Whether states imposing new requirements (and Holder has implied that the Department will challenge new laws in states not covered by the 1965 law) are doing so because they believe their legislators believe the NBA is unjustifiably dominated by blacks (inaccurate and accurate, respectively) or because they recognize that racial minorities mostly cast their votes for Democrats (accurate, and more likely the motivation) should not be controlling. Either way, the laws should not be tolerated, inasmuch as they are intended to have a particular, and adverse, effect on black citizens.
Notably, individuals will be allowed to vote in caucuses throughout Iowa tonight without having to show identification, pursuant to rules established by the state Democratic Party. Brad Friedman observes "since only Republicans are on the IA Republican Caucus ballot, unlike general elections, the GOP has no interest in disenfranchising their own voters." He states the obvious: "Polling place photo ID laws, passed in states where Republicans took control in the wave election of 2010, are instituted for one purpose and one purpose only: to suppress the votes of voters such as the elderly, minorities and students, all of whom have a dastardly tendency to vote for Democratic candidates rather than Republicans."

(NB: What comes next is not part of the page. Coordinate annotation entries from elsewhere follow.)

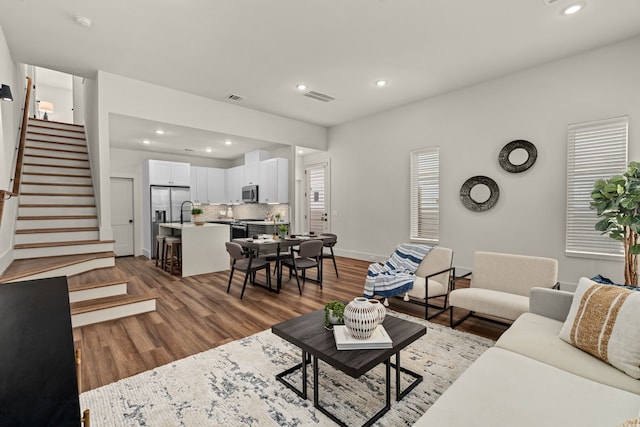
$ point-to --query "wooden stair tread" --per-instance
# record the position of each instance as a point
(26, 267)
(42, 156)
(55, 217)
(53, 244)
(107, 302)
(56, 230)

Perpetrators of racial discrimination ought not to be able to hide behind the cloak of "states rights." But neither should the adversaries in the matter of same-sex marriage. Rick Santorum has at least one thing right, having recently told MSNBC's Chuck Todd, according to Think Progress, "I think marriage has to be one thing for everybody. We can't have 50 different marriage laws in this country."
Instead, of course, we have the Defense of Marriage Act, which defines marriage as the union of a man and a woman (Section 3) and authorizes states to refuse to recognize same-sex marriages performed in another state (Section 2). Lawsuits have been filed challenging DOMA as violative of the full faith and credit clause in Article IV, Section 1 of the U.S. Constitution and the Holder Justice Department has announced its refusal to defend Section 3 of the law in court.
Meanwhile, efforts are underway in the U.S. Congress to repeal DOMA. The momentum toward granting the right of same-sex marriage throughout the country may be brought to climax or, as Santorum wishes, a constitutional amendment barring the unconventional practice may be enacted (though that appears highly unlikely). Either way, however, this issue, as well as preserving the right to vote free of restrictions imposed by Republican partisans, calls for aggressive, definitive, federal action, whatever the annoyance to states rights purists.